すっかり仕事に集中してしまって、投稿時間過ぎてました。すみません。


<前話のあらすじ>

”OneYearWar”というゲームの大会に偽名でエントリーを試みたルナ。

だが、誰かがルナ小林の名前でエントリーしていたのだった。

無事エントリーが終わり、大会が始まった。

まず第1戦では、以前ルナと共闘していた少年が戦場に出撃したのだった。


 

 少年の機体は戦闘宙域よりもはるかに高高度に位置していた。


 索敵範囲3000kmの中距離重力子レーダーを持つ機体は優先的に破壊されていた。


 中距離重力子レーダーがなくなってから少年は自身の戦闘機を徐々に戦闘宙域に近づけつつも、1500kmほどの距離は保っていた。
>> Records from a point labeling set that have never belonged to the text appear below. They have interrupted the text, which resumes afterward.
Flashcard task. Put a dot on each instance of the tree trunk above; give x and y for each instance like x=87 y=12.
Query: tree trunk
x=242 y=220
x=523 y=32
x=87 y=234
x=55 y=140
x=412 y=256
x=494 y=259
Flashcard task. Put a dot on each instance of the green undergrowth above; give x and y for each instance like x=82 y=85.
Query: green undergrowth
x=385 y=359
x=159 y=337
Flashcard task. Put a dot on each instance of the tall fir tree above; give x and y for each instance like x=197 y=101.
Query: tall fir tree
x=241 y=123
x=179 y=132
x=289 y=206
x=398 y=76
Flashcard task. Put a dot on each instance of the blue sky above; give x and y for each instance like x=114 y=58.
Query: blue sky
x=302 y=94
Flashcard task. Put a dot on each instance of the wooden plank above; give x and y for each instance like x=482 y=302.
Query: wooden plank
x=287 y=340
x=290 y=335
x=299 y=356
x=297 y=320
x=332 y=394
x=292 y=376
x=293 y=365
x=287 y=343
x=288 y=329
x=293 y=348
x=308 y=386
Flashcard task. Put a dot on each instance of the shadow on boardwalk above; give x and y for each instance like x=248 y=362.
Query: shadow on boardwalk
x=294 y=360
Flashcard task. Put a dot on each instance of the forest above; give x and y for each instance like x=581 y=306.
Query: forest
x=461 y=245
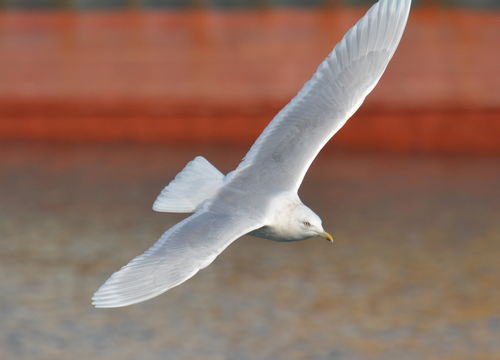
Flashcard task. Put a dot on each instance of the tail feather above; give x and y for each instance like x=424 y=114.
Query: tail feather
x=197 y=182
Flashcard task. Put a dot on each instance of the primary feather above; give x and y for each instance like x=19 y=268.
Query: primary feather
x=286 y=148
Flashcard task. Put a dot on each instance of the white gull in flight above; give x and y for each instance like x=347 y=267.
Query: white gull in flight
x=260 y=196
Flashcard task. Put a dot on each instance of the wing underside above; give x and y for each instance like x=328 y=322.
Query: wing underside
x=179 y=254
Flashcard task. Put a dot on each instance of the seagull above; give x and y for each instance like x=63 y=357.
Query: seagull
x=259 y=197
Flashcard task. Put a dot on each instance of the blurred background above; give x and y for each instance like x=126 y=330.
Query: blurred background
x=102 y=102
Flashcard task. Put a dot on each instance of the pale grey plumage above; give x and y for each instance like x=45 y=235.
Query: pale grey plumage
x=262 y=191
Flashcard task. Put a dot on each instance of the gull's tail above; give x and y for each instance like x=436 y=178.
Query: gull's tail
x=197 y=182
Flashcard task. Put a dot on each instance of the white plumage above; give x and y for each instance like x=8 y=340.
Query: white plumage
x=260 y=195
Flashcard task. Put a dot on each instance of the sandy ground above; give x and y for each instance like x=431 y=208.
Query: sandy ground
x=413 y=273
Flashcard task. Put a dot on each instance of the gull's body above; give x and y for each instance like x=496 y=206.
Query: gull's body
x=260 y=196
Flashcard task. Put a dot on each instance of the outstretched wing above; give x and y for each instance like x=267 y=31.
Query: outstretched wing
x=285 y=150
x=184 y=249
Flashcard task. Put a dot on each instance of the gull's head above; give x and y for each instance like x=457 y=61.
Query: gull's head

 少年機は通常のレーダー索敵範囲1000kmを高度側で越えていたため、レーダーにも引っ掛からず、爆発が徐々に激しさを増す敵陣を上から見下ろす形になっていた。


 少年の機体に通信が入る。


「前方中型戦艦の防衛メタリックステラを排除せよ!!」


 その声に合わせ、ルナは少年から声を聞いた。


(今だ!)


 ルナが言った。


「うん。いいタイミング!」


 ルナの言葉とほぼ同時に、突如少年の機体が地球に向けて降下し始めた。


 ルナがその様子を見ていた。


「いけ!!」


 ソルとりょーたろは一瞬ルナを見た。ルナがなぜ少年が突っ込むと分かったのか、不思議だった。


 少年の機体は地球の重力も借り、加速しつつ、一気に敵陣の中央部に対してほぼ真上から距離を縮めていく。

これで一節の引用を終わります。